View Function Profile for a Phylogenetic Tree - v1.6.0

Examine the distribution of functional gene families for organisms in a phylogenetic SpeciesTree.

This App constructs a heatmap or numeric table showing protein domains that are present in the genomes of all the organisms contained in a phylogenetic species tree. It is recommended to use genomes annotated with RAST if you want to analyze SEED roles, but genomes annotated with Prokka or other tools are fine for other domain namespaces.

Usage

Functional assessment of an organism is often most quickly accomplished by seeing which genes carrying known functions are present in its genome. The purpose of this App is to present concise summaries of those functions, using canonical gene family assignment from COG, PFAM, TIGRFAM, and The SEED. Genomes must first be annotated using the KBase Annotate Domains in a Genome App (for each Genome separately) or the Annotate Domains in a GenomeSet App (for the Genomes on a GenomeSet or SpeciesTree) to get the COG, PFAM, and TIGRFAM annotations.
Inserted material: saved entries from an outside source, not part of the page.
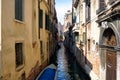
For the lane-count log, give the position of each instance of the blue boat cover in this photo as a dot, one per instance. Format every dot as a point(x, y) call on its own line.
point(48, 74)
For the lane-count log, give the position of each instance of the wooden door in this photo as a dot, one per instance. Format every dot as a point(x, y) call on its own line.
point(110, 65)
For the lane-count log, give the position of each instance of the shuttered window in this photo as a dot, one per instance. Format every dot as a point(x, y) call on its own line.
point(19, 54)
point(19, 10)
point(102, 4)
point(46, 22)
point(40, 18)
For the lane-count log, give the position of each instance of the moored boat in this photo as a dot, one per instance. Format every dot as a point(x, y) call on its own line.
point(48, 73)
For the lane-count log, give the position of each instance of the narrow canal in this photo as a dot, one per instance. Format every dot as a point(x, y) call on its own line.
point(67, 66)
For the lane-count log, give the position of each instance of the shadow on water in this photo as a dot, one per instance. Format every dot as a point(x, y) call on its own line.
point(77, 71)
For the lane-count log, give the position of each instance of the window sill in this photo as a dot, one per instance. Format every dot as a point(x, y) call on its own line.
point(19, 67)
point(18, 21)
For SEED annotations, the Genomes must be first be annotated by RAST using Annotate Microbial Genome App (for each Genome separately or the Annotate Multiple Microbial Genomes App (for a GenomeSet).

Functional Categories / Groups View

The tables produced by View Functional Profile can be at one of two levels of resolution. Each of the four namespaces (COG, PFAM, TIGRFAMs, The SEED) has a grouping of its families as functional "categories" or "roles". For COG, these are called "functional categories". For TIGRFAMs and The SEED, they are called "Roles". PFAM groups domain families into "Clans" which are often structurally based on SCOP. The user may request this top-level summary of the gene counts in these categories for one namespace, where the number of genes hit by the families in each category is summed.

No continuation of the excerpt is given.